Tamron 18-270mm F/3,5 -6,3 Di II VC



Tamron da un pò di anni ci ha abituati a questi obiettivi tutto fare dall'escursione focale enorme, dalla luminosità molto scarsa e dalla qualità finale delle immagini altalenante. 
Chi legge questo blog sa come la penso, una reflex per essere valorizzata deve veder montate delle lenti di qualità. 
Il mio giudizio su questo vetro è negativo per diverse ragioni, non è che sia una lente spregevole, anzi, gli ingegneri della Tamron sono riusciti a contenere i problemi senza cadere nelle catastrofi però i nei ci sono e vanno segnalati. 
In primo luogo la distorsione evidente al grandangolo, fatto questo che pregiudica la qualità delle foto di tipo architettonico non sempre rimediabile via software. 
La luminosità, qua proprio non ci siamo, una lente con una focale così lunga deve per forza di cose essere rapida e luminosa, arrivare a f6.3 a massima escursione vuole dire limitarne l'uso alle giornate di sole pieno o obbligare ad usare il cavalletto ma solo per foto statiche. 
Lo stabilizzatore sembra essere molto valido per fortuna e dovrebbe compensare almeno 3 stop ma non rende la lente più luminosa e quel diaframma pregiudica anche le possibilità creative per lo sfocato.
Un altro punto dolente è la nitidezza, buona nella parte centrale dell'escursione e bassa a massimo zoom...che sommato al problema della luminosità mi sembra un fattore abbastanza penalizzante per un obiettivo che punta anche all'uso dell'ultra zoom come marketing.
Lato positivo la costruzione che sembra essere solida.
Chi potrebbe essere il potenziale acquirente?
Sicuramente non un fotografo o un amante della fotografia, quelli mirano alla qualità, magari il fotografo occasionale, per definizione pigro, che vuole esibire una reflex ma non vuole i pesi e gli ingombri delle lenti. A quest'ultimo però mi verrebbe da chiedere perchè non si sia preso una bridge, molto più compatta ed economica e dalla qualità finale praticamente simile.
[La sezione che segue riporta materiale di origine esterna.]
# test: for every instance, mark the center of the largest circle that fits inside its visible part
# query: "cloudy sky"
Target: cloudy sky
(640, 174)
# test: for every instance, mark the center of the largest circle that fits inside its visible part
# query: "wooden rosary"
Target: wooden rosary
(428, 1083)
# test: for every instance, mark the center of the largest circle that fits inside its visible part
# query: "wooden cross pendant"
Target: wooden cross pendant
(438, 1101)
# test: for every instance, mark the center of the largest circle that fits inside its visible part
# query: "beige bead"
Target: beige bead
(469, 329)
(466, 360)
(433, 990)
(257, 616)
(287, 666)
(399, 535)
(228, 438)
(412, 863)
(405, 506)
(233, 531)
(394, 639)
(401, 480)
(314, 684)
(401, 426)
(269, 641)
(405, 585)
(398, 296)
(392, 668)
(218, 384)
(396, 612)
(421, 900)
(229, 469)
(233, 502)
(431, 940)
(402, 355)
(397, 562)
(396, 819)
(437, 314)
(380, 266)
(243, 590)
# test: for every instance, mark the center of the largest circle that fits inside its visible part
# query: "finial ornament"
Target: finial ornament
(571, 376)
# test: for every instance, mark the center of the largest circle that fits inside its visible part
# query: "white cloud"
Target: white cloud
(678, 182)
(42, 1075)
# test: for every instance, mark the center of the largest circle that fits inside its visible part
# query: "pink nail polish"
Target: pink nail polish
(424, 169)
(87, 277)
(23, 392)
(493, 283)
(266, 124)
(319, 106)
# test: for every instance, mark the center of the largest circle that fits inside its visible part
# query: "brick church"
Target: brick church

Non capirò mai le mode...
Alle volte in fotografia si assiste alla nascita di un essere mutante...questo credo che sia uno di quei casi.




4 commenti:

  1. Io non capisco perchè si debba criticare sempre chi sceglie zoom tuttofare o chi li produce, io utilizzo delle PEN con un 14-140 che tutto è tranne una ciofeca, anzi per molte cose è migliore anche di tutti gli altri zoom micro, restituisce immagini di un realismo e dettaglio che neanche vari obiettivi per reflex nel digitale mi hanno mai dato, poi ci sono altre eccellenze come il nikon 28-300 e nel mercato si trovano appunto anche questi super zoom tamron sigma ecc che rispetto alle focali coperte e al prezzo di acquisto coprono le esigenze fotografiche di tantissime persone, perchè essere un buon fotografo non è strettamente legato ad avere lenti ultraluminose e costose e magari pure molte nella borsa, anzi da quello che si vede e si legge ovunque spesso sono proprio queste che vengono acquistate per esibire una reflex con corredo annesso ma spesso non sono seguiti da foto di qualità per contenuti e tecnica.
    Questi super zoom inoltre vengono scelti per fotografie di viaggio e generiche, dove la maggior parte sono di paesaggi o dettagli degli stessi, di racconto insomma e li non so proprio a cosa serva avere diaframmi fino a 1.8 o oltre, li si usano diaframmi da almeno f5.6 fino ad arrivare anche a f16, per chi poi pensa che con diaframmi di f4, 5.6, 8 non si riesce ad avere dei buoni e belli sfuocati ricercati dovrebbe imparare a sfruttare le lenti e le relative focali e magari farsi anche un bel corso di fotografia se senza un ottica iperluminosa non sa fare certe fotografie.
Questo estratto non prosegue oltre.